北林一光「ファントム・ピークス」(2007 角川文庫)をいただいて来たので読む。自分のまったく知らない作家。
北林一光(1961-2006)は長野出身で映画会社宣伝部で働いた後に作家活動に入った人らしい。今作は癌による死後の単行本化だったらしい。
東京から長野県安曇野へ妻と移住した三井は妻が山で行方不明となり半年後に白骨化した頭蓋骨が発見された。遭難事故なのか事件なのか不明。
しかし、グループで沢に来ていた女子大生が失踪したり、少女と一緒だった母親が山中で突然姿を消すなどの神隠し事件が頻発。
これはもしかするとクマ被害なのでは?だが、長野に人を襲うクマなんていないはず。
しかし、目撃談からどうやらツキノワグマなどではなくヒグマかもしれない…。
この本、序盤こそリアリティ路線だったのだが、だんだんと人食いヒグマモンスターパニックホラー娯楽作へと変貌。作者が映画業界にいたからなのか、まるで怪獣映画の雰囲気。

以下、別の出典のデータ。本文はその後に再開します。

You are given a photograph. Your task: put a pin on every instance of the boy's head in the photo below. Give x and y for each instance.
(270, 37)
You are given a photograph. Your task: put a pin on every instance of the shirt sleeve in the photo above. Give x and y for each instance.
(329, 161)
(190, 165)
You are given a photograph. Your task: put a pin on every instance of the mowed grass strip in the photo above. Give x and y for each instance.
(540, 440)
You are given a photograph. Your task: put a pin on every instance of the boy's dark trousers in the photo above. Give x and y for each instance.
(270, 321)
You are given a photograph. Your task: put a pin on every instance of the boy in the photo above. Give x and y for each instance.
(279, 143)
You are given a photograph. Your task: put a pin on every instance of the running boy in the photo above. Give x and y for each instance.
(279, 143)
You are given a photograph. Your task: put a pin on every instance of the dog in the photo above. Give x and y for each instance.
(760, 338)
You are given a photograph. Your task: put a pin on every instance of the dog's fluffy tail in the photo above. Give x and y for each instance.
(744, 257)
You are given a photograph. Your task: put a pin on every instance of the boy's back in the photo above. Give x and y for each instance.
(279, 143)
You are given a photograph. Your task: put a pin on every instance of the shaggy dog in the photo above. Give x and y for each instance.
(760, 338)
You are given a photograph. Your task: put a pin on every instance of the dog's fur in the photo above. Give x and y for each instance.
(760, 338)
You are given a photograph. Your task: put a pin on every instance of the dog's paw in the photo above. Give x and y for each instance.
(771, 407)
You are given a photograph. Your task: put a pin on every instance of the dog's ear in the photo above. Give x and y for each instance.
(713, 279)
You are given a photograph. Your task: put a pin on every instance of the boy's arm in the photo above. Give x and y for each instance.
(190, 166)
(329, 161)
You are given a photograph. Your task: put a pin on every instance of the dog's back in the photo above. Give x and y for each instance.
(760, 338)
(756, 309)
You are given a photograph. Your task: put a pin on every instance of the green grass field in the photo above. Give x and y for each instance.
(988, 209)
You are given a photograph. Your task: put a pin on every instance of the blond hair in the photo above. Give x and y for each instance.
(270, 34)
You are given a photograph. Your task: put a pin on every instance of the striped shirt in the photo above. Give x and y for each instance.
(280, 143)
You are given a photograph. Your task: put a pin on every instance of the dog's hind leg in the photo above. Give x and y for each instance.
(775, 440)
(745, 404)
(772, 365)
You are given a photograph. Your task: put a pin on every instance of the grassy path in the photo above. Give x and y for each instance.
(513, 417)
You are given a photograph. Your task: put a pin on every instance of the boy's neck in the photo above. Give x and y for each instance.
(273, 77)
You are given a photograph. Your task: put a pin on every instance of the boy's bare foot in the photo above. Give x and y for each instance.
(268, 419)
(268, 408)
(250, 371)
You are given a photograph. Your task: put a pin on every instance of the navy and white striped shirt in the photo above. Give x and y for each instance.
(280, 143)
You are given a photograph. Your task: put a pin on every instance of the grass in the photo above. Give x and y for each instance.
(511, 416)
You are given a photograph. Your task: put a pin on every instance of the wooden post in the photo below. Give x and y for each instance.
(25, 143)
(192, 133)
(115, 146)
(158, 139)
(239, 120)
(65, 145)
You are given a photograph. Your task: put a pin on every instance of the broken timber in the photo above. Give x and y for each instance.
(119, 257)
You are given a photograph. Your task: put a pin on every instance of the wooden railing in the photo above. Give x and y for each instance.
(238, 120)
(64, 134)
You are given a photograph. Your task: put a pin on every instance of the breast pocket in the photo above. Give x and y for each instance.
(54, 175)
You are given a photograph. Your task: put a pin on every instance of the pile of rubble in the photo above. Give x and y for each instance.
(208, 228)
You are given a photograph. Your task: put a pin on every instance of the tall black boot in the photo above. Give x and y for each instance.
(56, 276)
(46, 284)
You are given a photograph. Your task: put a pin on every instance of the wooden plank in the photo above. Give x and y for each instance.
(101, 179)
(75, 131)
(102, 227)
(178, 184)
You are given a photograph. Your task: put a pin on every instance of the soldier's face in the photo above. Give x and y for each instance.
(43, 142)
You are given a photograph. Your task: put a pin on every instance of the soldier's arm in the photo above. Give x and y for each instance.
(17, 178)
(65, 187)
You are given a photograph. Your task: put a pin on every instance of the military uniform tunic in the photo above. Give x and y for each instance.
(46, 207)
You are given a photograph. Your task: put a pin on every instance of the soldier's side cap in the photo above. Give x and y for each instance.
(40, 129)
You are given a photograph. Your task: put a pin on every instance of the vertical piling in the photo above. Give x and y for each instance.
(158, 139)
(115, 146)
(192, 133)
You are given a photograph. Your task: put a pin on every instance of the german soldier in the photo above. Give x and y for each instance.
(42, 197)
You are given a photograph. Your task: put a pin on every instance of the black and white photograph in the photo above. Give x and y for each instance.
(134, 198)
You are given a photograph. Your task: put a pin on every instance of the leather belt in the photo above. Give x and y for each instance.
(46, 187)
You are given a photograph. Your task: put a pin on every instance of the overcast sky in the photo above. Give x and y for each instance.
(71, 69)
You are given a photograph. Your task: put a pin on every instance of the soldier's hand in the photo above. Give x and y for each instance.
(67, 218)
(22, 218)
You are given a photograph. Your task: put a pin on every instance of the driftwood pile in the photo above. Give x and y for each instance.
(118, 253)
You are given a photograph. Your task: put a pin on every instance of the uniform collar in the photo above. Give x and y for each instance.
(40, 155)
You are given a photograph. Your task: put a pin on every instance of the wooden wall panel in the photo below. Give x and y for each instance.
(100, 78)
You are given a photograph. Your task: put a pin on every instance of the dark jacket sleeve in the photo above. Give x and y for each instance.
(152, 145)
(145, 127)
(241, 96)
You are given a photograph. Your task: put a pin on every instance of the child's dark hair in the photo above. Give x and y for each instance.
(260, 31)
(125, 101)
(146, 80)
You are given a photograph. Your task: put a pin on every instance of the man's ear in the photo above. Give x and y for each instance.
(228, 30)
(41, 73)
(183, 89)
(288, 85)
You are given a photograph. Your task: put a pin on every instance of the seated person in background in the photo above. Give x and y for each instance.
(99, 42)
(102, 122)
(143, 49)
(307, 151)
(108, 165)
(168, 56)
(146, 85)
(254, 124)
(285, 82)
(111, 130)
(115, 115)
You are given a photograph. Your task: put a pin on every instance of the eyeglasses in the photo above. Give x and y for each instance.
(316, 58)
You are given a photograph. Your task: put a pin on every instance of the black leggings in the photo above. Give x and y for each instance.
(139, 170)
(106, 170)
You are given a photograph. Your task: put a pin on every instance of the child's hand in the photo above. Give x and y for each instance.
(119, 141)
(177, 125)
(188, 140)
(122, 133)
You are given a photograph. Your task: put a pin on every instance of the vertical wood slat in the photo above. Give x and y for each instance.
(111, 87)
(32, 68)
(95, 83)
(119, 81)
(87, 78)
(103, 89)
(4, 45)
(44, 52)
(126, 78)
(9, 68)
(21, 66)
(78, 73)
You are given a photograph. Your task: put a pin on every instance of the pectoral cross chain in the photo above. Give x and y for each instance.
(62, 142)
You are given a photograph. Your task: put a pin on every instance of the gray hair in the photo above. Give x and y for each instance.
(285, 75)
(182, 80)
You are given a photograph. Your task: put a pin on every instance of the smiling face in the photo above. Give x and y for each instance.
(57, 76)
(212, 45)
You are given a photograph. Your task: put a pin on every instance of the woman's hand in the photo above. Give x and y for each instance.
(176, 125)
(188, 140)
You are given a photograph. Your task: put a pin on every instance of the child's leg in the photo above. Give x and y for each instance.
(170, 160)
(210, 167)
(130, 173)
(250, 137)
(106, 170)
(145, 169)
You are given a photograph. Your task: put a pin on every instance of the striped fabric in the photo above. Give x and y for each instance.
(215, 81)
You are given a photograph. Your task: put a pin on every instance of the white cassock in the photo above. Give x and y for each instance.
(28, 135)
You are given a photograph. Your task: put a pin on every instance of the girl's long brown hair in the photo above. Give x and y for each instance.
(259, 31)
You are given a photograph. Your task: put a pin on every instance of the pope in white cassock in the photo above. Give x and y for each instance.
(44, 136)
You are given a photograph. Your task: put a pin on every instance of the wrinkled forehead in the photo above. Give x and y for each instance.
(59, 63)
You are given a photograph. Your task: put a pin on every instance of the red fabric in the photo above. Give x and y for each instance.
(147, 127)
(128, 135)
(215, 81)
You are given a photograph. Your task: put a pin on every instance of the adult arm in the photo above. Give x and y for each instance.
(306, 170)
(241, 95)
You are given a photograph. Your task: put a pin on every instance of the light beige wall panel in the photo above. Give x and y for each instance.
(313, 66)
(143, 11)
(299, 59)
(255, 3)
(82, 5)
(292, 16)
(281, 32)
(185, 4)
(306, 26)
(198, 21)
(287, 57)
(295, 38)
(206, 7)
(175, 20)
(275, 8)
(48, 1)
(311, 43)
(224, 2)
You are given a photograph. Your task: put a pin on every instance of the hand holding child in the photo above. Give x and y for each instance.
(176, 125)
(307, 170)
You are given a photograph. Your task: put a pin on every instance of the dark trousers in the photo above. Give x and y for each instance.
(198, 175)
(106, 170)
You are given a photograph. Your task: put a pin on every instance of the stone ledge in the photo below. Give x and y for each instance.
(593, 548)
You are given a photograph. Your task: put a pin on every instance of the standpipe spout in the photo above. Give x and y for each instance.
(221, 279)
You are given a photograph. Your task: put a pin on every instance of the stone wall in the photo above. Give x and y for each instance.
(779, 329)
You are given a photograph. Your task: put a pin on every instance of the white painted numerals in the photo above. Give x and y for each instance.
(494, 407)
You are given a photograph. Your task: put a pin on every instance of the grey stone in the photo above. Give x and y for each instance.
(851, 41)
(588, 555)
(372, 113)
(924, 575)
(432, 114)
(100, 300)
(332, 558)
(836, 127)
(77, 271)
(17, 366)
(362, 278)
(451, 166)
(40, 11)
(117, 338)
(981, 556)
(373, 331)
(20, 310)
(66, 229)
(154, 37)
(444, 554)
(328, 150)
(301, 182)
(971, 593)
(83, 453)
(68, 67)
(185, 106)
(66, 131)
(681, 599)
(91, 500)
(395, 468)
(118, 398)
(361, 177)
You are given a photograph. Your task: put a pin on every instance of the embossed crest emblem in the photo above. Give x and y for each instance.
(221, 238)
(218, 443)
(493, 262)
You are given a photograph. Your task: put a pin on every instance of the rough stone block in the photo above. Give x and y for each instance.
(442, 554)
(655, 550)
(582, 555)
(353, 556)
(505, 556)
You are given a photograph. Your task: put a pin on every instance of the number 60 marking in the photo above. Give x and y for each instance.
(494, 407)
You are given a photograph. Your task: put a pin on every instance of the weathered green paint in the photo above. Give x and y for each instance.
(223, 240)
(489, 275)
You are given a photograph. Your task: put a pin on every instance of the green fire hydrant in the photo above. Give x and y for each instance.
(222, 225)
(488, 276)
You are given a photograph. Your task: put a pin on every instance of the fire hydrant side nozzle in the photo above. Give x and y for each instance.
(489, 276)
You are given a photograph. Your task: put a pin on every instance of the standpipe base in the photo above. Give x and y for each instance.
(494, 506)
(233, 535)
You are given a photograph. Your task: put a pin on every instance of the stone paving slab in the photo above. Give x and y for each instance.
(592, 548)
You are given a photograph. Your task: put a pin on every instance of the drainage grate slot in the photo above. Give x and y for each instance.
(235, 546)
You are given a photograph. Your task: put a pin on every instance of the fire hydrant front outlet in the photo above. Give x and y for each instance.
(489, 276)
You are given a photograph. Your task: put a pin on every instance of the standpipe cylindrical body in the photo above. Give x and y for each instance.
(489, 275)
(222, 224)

獣害被害として未曽有の大惨事。
およそ考えられる最悪ケースの獣害事件。その真相はちょいミステリー。こんなことが起こったら大変だ。
ヒグマと人間の共存は人命軽視の絵空事。全頭駆除するしかない。20年前から今日のヒグマ駆除論争をめぐる地元民と安全な場所から意見するクレーマーって図式はあったのか。警察の許可のない猟銃発砲をめぐってのケンカと言い争いもあったのか。
巻末解説は黒沢清氏。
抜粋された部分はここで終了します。